The present study by Lindström et al is the largest meta-analysis of GWAS data for VTE, including 18 studies with 30 234 VTE cases and 172 122 controls. The study is the first trans-ancestry GWAS of VTE. It is also the first transcriptome-wide association study (TWAS). The GWAS identified 11 newly associated genetic loci (C1orf198, PLEK, OSMR-AS1, NUGGC/SCARA5, GRK5, MPHOSPH9, ARID4A, PLCG2, SMG6, EIF5A, and STX10). The TWAS identified 5 additional genetic loci using imputed gene expression in whole blood (SH2B3, SPSB1, RP11-747H7.3, RP4-737E23.2) and in liver (ERAP1). Some previous associations could not be confirmed in the present GWAS, such as the THBD loci.7  The present study gives important contributions to the functions of genes involved in the pathogenesis of VTE (see figure). In the figure, the genes are grouped after potential links to VTE. The strongest genetic risk factors for VTE (ie, classical thrombophilia) are all related to coagulation (F2 and F5) or the anticoagulation system (SERPINC1, PROC, PROS1). However, the present study adds several loci all involved directly or indirectly in platelet biology but also loci involved in erythrocyte biology or inflammation. The present study also used Mendelian randomization and showed that blood traits, especially related to platelets, are causally associated with VTE risk. Thus, platelets that before have been implicated mostly in arterial thrombosis are also of importance for VTE. Thus, the present study suggests that the formed elements in the blood need more attention from researchers in the field of VTE.

Inflammatory conditions, such as infection and immune-mediated diseases, have been linked to VTE,8  but the present study is the first to link several genes related to inflammation to VTE underlining the importance of inflammation in VTE pathobiology. Whether inflammation per se is a driver of thrombosis or whether inflammation is due to its effects on coagulation, anticoagulation, and platelets remains to be determined.

The present study also tested a new genetic risk score (GRS) based on 37 loci. The GRS constructed from these variants will become a useful research tool due to its strong impact on VTE risk, although its clinical usefulness remains to be determined. For instance, a recent study has shown that family history of VTE affects the risk of both VTE and major bleeding following hip and knee replacement surgical procedures.9  It could therefore be worthwhile to determine the value of the new GRS for prediction of both VTE and bleeding.

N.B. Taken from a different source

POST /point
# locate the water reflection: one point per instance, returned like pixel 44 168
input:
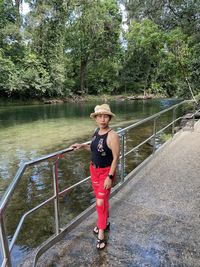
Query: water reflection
pixel 27 132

The heritability on the observed scale due to genotyped variants was 23%. Transforming this to the liability scale assuming a disease prevalence of 0.5% resulted in a heritability of 15%. This is much lower than the estimated heritability of 40% to 60% from studies of families, twins, siblings, and half-siblings.2  The cause of the remaining heritability is unclear and might be due to rare variants, although a recent exome study by Lindström et al of 8332 cases and 16 087 controls of European ancestry and 382 cases and 1476 controls of African American ancestry found no significant novel rare variants.10  However, the design of exome studies needs to be developed because burden analysis could not confirm that the 3 major thrombophilia genes (SERPINC1, PROS1, and PROC) are associated with VTE.10  Only the Ser501Pro variant of PROS1 (PS Herleen mutation; rs121918472) with a minor allele frequency of 0.005 could be confirmed. Family studies using new strategies might be an option. In the present study, variants in novel loci were all intronic or intergenic. Maybe-whole genome sequencing will be an important way for mapping the missing heritability of VTE. As in the present study, using expression data from Genotype-Tissue Expression might be another option for the detection of functional variants.

With the present milestone study by Lindström et al, the list of VTE-associated loci has grown considerably. Genes have been identified that are linked not only to coagulation and anticoagulation but also to platelets, erythrocytes, inflammation, or genes without any so far known biological link with thrombosis (see figure). The results will be important not only for future genetic and clinical studies but also for directing future function-structure studies of the molecular cause of VTE.

Conflict-of-interest disclosure: The author declares no competing financial interests.